I built the system with idf.py build and there was no error or warning.

But at runtime it crashed when my sockets code called close() and it was evident from the stack trace that it had called my close() function not the intended one from lwip/sockets.h.

Obviously I can easily fix this now I have seen what it is, but I have lost trust in the linker. Surely it should have given some duplicate symbol warning?! Given that idf.py build seems to compile over 1000 files there is a lot of stuff in the namespace, so an automated check seems essential.

My real concern is that there could be a clash that might not cause a runtime exception, but instead undefined and unwanted behaviour that would be very hard to debug.

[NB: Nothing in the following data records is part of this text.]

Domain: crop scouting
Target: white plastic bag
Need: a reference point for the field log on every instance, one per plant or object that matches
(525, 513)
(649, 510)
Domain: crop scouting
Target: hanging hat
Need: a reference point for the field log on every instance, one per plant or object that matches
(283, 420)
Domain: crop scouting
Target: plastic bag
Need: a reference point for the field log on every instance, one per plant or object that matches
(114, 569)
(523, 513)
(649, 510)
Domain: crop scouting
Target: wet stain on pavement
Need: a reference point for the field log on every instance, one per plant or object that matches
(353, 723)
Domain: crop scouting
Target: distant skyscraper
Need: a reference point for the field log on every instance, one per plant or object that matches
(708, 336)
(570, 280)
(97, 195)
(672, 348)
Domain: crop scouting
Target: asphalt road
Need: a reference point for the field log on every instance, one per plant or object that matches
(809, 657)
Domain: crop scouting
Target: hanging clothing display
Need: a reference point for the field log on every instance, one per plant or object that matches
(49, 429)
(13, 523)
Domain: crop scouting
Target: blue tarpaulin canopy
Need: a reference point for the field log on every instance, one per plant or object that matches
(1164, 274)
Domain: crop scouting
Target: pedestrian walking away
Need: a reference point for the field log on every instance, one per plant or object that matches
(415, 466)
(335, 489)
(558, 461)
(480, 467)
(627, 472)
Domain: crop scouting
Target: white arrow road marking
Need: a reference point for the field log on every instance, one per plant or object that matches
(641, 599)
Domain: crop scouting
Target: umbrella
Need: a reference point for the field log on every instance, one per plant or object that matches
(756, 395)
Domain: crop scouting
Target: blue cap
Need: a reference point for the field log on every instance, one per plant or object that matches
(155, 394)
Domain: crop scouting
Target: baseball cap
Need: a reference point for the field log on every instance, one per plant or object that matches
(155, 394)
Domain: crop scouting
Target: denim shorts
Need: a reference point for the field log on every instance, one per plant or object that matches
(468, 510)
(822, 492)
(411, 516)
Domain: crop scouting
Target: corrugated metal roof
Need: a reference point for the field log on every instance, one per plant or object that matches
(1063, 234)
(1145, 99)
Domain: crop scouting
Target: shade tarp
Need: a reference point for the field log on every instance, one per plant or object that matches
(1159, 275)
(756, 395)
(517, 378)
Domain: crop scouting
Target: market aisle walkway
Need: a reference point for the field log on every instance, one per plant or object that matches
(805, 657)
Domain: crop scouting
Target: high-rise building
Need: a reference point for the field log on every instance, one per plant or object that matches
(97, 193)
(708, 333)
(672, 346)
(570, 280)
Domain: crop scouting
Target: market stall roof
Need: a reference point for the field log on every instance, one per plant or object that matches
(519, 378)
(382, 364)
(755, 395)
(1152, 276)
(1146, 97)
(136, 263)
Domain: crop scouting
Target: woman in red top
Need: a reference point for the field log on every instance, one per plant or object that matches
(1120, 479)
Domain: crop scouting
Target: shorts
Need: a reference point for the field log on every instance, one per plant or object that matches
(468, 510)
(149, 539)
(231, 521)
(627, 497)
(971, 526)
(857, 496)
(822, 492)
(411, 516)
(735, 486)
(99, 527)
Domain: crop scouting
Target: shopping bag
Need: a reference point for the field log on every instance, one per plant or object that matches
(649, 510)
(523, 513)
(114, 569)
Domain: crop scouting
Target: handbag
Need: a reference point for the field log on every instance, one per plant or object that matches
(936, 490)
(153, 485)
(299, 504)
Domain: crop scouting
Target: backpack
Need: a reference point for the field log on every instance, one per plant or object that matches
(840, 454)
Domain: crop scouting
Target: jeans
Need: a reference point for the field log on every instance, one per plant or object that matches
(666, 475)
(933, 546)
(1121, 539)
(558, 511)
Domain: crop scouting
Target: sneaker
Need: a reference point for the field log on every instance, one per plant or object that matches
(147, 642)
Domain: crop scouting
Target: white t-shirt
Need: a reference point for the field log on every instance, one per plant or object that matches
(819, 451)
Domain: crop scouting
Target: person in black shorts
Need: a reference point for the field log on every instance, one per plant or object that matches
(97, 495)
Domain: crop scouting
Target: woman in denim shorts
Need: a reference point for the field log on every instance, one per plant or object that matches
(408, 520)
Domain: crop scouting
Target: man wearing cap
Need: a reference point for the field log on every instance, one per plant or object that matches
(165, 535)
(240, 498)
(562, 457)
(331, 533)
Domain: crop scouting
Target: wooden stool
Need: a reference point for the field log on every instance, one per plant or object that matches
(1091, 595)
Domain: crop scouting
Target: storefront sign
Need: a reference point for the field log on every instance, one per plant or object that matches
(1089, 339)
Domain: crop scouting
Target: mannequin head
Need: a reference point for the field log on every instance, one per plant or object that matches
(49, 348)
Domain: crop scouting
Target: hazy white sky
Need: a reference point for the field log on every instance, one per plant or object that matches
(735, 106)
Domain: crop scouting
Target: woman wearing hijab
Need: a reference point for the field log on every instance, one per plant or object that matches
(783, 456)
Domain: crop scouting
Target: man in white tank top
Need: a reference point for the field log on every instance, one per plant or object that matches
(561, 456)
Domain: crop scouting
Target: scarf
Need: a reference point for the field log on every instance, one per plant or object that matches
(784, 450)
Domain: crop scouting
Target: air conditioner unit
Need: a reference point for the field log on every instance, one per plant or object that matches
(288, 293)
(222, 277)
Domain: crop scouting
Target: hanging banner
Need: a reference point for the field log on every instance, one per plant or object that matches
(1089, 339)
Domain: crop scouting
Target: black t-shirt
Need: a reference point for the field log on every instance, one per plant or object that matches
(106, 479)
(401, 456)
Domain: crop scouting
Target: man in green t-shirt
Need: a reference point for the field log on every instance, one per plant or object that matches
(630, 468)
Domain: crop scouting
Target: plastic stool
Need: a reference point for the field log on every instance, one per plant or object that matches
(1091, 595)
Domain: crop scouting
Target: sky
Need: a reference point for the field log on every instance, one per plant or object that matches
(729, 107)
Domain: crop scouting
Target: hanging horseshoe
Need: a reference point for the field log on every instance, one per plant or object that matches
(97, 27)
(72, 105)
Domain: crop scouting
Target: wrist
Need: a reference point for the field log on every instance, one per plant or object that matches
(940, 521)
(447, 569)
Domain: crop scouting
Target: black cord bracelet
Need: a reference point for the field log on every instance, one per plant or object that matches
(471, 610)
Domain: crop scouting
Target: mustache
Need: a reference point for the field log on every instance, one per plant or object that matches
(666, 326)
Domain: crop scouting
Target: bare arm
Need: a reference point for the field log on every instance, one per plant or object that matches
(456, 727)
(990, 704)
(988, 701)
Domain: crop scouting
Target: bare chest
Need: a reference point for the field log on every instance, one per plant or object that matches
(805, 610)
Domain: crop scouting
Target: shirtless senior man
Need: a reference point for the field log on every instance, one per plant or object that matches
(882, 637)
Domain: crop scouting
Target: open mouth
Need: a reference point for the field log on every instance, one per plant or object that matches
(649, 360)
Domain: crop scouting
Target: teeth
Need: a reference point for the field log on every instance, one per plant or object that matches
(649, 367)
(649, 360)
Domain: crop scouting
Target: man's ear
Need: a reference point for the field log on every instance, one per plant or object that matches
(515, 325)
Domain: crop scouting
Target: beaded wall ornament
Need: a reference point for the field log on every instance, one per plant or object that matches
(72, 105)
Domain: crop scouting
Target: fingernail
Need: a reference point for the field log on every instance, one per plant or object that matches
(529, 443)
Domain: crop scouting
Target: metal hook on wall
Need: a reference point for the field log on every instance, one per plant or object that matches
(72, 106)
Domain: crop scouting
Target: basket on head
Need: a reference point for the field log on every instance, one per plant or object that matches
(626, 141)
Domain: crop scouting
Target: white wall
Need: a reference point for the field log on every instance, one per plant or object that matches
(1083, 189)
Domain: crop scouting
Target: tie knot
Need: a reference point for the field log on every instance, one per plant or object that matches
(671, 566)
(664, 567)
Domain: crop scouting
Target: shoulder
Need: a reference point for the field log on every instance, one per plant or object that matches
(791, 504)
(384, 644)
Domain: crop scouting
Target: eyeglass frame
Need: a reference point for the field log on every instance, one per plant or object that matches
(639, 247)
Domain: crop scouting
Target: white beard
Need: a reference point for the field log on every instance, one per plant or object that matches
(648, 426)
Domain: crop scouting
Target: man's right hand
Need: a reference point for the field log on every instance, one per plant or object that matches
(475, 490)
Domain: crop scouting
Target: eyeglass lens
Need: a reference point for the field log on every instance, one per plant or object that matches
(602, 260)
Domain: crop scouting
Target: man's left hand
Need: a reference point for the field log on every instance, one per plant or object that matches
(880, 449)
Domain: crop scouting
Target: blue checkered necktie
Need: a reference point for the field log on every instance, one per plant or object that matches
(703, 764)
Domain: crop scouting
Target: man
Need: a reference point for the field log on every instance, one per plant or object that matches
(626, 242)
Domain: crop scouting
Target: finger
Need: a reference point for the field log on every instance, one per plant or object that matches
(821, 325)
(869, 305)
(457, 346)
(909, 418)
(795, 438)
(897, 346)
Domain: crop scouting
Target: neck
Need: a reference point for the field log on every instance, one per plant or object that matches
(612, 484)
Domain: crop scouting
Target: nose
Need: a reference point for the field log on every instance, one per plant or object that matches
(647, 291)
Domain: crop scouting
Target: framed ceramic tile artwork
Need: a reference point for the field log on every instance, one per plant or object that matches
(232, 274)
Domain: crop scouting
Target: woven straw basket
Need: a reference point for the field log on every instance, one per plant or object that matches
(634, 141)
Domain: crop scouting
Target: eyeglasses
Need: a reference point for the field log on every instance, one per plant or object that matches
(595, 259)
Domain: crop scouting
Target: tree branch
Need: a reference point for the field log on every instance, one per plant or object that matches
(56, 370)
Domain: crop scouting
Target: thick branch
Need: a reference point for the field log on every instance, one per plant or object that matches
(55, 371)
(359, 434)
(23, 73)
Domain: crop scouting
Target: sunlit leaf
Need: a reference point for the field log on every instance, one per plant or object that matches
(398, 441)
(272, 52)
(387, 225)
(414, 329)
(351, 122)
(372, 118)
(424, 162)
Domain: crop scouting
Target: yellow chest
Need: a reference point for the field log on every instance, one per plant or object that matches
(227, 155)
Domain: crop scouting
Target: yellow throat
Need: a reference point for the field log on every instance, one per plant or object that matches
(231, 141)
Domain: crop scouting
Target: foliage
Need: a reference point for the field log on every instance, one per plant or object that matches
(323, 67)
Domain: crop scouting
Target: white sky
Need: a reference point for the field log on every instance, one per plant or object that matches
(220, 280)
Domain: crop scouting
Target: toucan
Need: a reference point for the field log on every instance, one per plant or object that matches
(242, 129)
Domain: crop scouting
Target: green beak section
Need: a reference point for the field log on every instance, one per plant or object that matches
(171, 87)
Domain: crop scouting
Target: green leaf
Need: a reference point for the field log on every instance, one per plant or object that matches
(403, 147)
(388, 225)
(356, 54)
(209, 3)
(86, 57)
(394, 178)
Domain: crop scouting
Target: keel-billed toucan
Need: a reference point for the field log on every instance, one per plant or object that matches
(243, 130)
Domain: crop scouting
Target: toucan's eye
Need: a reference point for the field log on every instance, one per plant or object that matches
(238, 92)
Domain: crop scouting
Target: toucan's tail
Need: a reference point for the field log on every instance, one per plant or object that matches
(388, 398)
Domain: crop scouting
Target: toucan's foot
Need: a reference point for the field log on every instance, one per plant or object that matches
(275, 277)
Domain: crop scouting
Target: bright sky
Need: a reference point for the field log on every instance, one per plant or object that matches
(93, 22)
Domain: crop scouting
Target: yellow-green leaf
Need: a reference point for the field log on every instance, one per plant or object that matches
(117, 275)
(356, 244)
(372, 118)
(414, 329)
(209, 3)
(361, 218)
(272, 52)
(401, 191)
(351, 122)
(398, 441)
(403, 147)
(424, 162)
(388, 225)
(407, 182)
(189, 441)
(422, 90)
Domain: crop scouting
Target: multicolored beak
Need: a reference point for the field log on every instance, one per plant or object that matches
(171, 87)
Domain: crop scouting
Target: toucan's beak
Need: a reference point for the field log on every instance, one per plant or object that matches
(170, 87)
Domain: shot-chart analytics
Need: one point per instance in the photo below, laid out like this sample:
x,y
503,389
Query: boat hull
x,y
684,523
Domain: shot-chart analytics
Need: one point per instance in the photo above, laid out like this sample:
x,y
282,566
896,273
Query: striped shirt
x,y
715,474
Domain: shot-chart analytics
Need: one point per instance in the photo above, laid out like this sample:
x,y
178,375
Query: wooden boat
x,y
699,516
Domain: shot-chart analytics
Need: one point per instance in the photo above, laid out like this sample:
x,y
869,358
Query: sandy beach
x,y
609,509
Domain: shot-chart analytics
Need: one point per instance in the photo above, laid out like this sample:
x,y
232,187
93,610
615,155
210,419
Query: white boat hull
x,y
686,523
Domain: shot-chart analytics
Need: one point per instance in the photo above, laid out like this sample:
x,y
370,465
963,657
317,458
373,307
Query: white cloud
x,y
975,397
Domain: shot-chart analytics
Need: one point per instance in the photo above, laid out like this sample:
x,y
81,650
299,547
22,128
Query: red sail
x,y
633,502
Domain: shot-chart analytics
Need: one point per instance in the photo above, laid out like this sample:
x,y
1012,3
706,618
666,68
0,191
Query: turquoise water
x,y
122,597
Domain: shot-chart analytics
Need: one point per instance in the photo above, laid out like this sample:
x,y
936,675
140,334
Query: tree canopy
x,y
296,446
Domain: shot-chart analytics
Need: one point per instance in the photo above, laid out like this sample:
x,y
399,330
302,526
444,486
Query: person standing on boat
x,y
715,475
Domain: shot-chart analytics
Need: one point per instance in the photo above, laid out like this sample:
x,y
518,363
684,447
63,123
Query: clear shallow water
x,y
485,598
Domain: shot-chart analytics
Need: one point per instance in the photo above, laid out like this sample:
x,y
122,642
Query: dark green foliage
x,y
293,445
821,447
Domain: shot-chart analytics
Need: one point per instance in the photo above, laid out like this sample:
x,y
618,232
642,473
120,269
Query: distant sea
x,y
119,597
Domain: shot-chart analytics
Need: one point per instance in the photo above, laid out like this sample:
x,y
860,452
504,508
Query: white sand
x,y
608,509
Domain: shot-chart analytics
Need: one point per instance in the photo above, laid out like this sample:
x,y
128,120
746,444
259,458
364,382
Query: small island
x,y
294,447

On other C platforms (Microchip compilers and several others) I have not encountered such an issue. I think it is because these have all required me to list all the .obj and library files that are to be linked, so the linker can see duplicates. But the ESP-IDF platform only needs me to list my objects and it somehow finds the rest.


Solution

  • You need to understand a bit better what a linker does (absolutely nothing is wrong with yours, it does exactly what it should.)

    1. Collect all symbols from all object files (and the C startup).
    2. Resolve the symbols between the object files
    3. All symbols still unresolved at this point, try and resolve them from given libraries.

    i.e. the linker will, at the end of the object link phase, only start looking for symbols that are not yet resolved, and use libraries for those. In your case, the request for close() could be satisfied from object files which are handled with precedence, and the linker didn't even search for close() in the libraries. So, in short: The linker only takes what it needs from libraries. This is to ensure that the absolute minimum of object files contained in libraries is included in the resulting binary.

    The order in which free-standing objects and objects in libraries are pulled in typically depends on the order the objects show up in the command line. By changing the order of objects and libraries, you can possibly make the linker warn you of such occurrences - but you should know that you should only try and override system functions if you know what you're doing.